PLAN 71: Article
New Faculty: Alan Berger

Recent Winner of the Rome Prize in Landscape Architecture

Alan Berger has been appointed Associate Professor of Urban Design and Landscape Architecture in the Department of Urban Studies and Planning. Berger is the founding director of P-REX, The Project for Reclamation Excellence (, a transdisciplinary research and design effort focused on regional systems and the reuse of deindustrialized landscapes worldwide, now seated at MIT.

Sometimes referred to as an 'anti-Ansel Adams', and a 'scholar of landscape waste', Berger uses photography, maps and other visuals to gather evidence of entropic land throughout the world – from public health hazards such as abandoned mine pits, mountains of slag and pools of cyanide, to vacant land, landfills, military installations and places associated with high and low-density urbanization.

Berger's primary concern is how these sites are cleansed, valued and considered for adaptive reuse to have a positive environmental and programmatic effect in their urban territories. His work emphasizes the link between our consumption of natural resources and the waste and destruction of landscape, to help us better understand how to adapt our wasteful places for future productive use and more sustainable outcomes. He currently serves as a consultant to the US Environmental Protection Agency on Brownfield and Superfund site revitalization in the American landscape.

Berger's teaching and research interests also include urban design, landscape architecture and environmental planning; representation and 3D digital design simulation; and geospatial mapping and analysis, aerial reconnaissance and documentation.

According to department head Larry Vale, 'Alan’s active interest in bridging between the practitioner's world of urban design and landscape planning and the scholarly worlds of social science is exactly the sort of cross-cutting faculty appointment we need to be making.

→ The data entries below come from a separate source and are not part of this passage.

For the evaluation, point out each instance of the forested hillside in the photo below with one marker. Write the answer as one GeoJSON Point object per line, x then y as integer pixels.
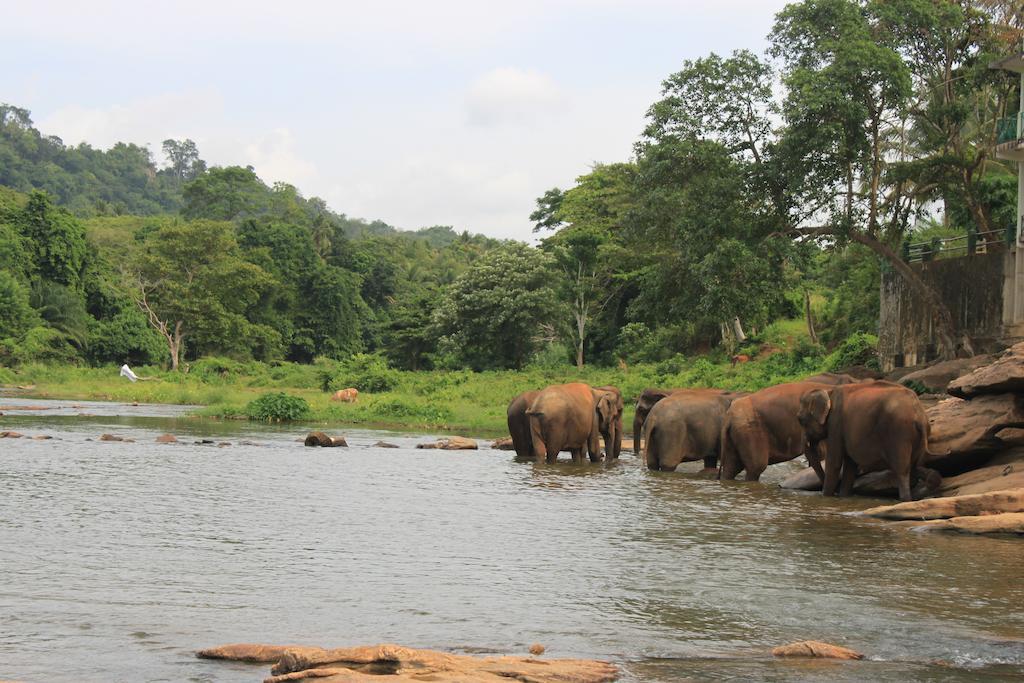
{"type": "Point", "coordinates": [764, 187]}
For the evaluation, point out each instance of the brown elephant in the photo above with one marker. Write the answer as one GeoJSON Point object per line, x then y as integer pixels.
{"type": "Point", "coordinates": [519, 424]}
{"type": "Point", "coordinates": [866, 427]}
{"type": "Point", "coordinates": [570, 417]}
{"type": "Point", "coordinates": [686, 426]}
{"type": "Point", "coordinates": [762, 429]}
{"type": "Point", "coordinates": [613, 429]}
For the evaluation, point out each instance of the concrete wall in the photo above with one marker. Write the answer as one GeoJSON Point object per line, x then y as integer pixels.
{"type": "Point", "coordinates": [972, 288]}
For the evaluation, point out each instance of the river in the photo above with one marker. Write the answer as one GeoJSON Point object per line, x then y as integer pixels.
{"type": "Point", "coordinates": [119, 560]}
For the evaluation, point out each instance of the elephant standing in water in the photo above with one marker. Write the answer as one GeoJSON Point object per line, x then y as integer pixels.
{"type": "Point", "coordinates": [686, 426]}
{"type": "Point", "coordinates": [611, 430]}
{"type": "Point", "coordinates": [519, 424]}
{"type": "Point", "coordinates": [867, 427]}
{"type": "Point", "coordinates": [571, 417]}
{"type": "Point", "coordinates": [762, 429]}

As a designer/scholar, Berger has actively sought out these bridges and formed fruitful partnerships with economists, environmental scientists and policymakers.'

Prior to MIT, Berger was Associate Professor of Landscape Architecture at the Harvard Graduate School of Design from 2002 to 2008, and Assistant Professor at the University of Colorado at Denver from 1997 to 2002. He has also been a Visiting Professor of Landscape Urbanism and Sustainability at the Oslo School of Architecture in Norway, the Aarhus School of Architecture in Denmark, the Taubman School of Architecture at the University of Michigan and at Katholike University in Leuven-Belgium.

His book Drosscape: Wasting Land in Urban America (2007, Princeton Architectural Press) won I.D. Magazine's 53rd Annual Design Review Silver Medal for Design Distinction, and was named a top 10 planning book of 2007 by Planetizen. His book, Reclaiming the American West (2002, Princeton Architectural Press) received the Research Award from the Environmental Design Research Association and Places Magazine, and was named a Colorado Book of the Year by the Library of Congress Center for the Book. His other edited books include Designing the Reclaimed Landscape (2008, Taylor & Francis) and Nansha Coastal City: Landscape and Urbanism in the Pearl River Delta, (2006, Harvard Graduate School of Design) which he co-edited with Margaret Crawford.

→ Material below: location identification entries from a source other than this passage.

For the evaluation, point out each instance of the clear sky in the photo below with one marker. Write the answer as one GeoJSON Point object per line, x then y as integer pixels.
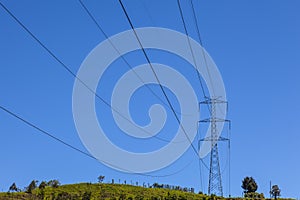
{"type": "Point", "coordinates": [255, 44]}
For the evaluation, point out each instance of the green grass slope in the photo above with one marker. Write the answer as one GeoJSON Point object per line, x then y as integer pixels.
{"type": "Point", "coordinates": [86, 191]}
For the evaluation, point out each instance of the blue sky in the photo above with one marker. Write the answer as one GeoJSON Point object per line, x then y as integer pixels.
{"type": "Point", "coordinates": [255, 45]}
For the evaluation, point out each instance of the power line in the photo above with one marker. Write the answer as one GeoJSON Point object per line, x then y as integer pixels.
{"type": "Point", "coordinates": [157, 79]}
{"type": "Point", "coordinates": [116, 49]}
{"type": "Point", "coordinates": [190, 46]}
{"type": "Point", "coordinates": [70, 71]}
{"type": "Point", "coordinates": [73, 74]}
{"type": "Point", "coordinates": [48, 134]}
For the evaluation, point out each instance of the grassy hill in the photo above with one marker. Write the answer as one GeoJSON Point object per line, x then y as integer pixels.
{"type": "Point", "coordinates": [87, 191]}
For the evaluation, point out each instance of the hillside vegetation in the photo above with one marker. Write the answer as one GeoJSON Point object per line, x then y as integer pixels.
{"type": "Point", "coordinates": [86, 191]}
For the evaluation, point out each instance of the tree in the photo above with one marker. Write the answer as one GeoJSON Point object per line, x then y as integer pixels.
{"type": "Point", "coordinates": [249, 185]}
{"type": "Point", "coordinates": [13, 188]}
{"type": "Point", "coordinates": [101, 178]}
{"type": "Point", "coordinates": [275, 191]}
{"type": "Point", "coordinates": [31, 187]}
{"type": "Point", "coordinates": [54, 183]}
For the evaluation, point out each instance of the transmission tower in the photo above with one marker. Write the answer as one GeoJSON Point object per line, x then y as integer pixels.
{"type": "Point", "coordinates": [215, 178]}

Berger’s work has been widely published and reviewed and he has taught, lectured and exhibited work at institutions around the world. He earned a BS in agriculture and horticulture from the University of Nebraska (1986) and a Masters of Landscape Architecture from the University of Pennsylvania (1990), where he received the highest awards for design excellence and research – the Faculty Medal and Van Alen Fellowship. He is a Fellow of The American Academy in Rome, having won the 2007-08 Prince Charitable Trusts Rome Prize in Landscape Architecture for his proposal to analyze and propose Systemic Design solutions for the reclamation of the Pontine Marshes landscape in Latina, Italy.